The focus will be on the home pages of five Connecticut newspapers’ websites. In no particular order, this will include: Hartford Courant, CT Post, The Day, Shelton Herald, and The Chronicle.
To get started, install the following packages:
pacman::p_load(tidyverse, tidytext, textclean, tokenizers, markovchain)
pacman::p_load(stm, rvest, tm)
pacman::p_load(gutenbergr)
library(textdata)
## Warning: package 'textdata' was built under R version 4.0.4
library(cowplot)
## Warning: package 'cowplot' was built under R version 4.0.3
library(hrbrthemes)
## Warning: package 'hrbrthemes' was built under R version 4.0.4
library(textdata)
To start, I will pull the data from the homepage, and then view the text to see if any lines should be removed.
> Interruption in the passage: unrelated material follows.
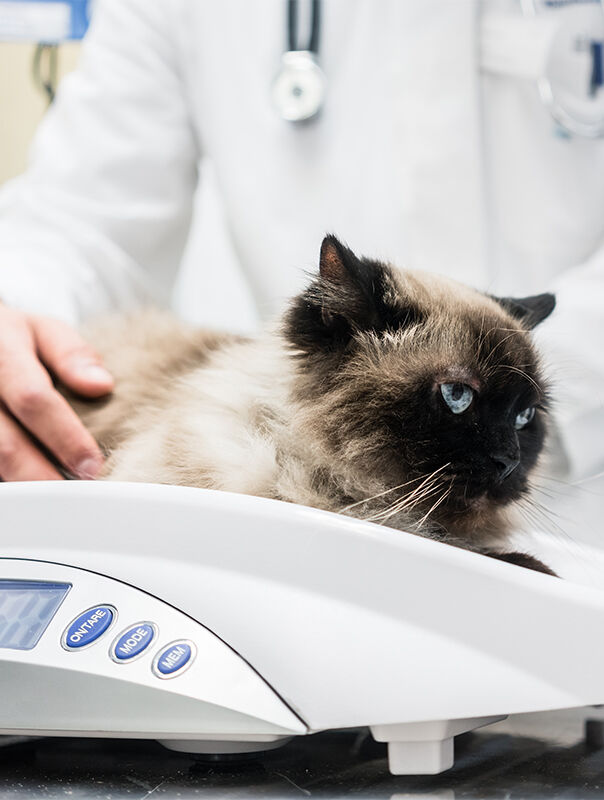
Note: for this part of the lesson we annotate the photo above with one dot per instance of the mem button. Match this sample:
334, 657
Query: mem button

webpage_hc = read_html("https://www.courant.com/")
hc0 = webpage_hc %>% html_nodes("p") %>% html_text()
hc1 = data.frame(text = hc0)
head(hc1,5)
tail(hc1,13)
nrow(hc1)
## [1] 30
Next, I will be actually removing those unnecessary lines, and viewing the text to make sure it only contains what I need.
hc2 <- hc1 %>%
slice(-(26:30))
head(hc2,2)
tail(hc2,2)
Once I convert it to a character, I will then remove things like punctuation and numbers, as well as make all of the letters lowercase.
hc2$text = as.character(hc2$text)
hc3 = hc2 %>% unnest_tokens(word, text,
to_lower = T,
strip_punct = T,
strip_numeric = T
)
Next, I will remove all of the stop words, which are those that do not add to the text.
hc3 %>% count(word, sort = T)
hc3 = hc3 %>% anti_join(stop_words, by = "word")
head(hc3)
hc4 = cbind.data.frame(linenumber = row_number(hc3), hc3)
head(hc4)
hc4 %>% count(word, sort = T)
I will be using the NRC Emotion Lexicon library to look at the emotions of the text.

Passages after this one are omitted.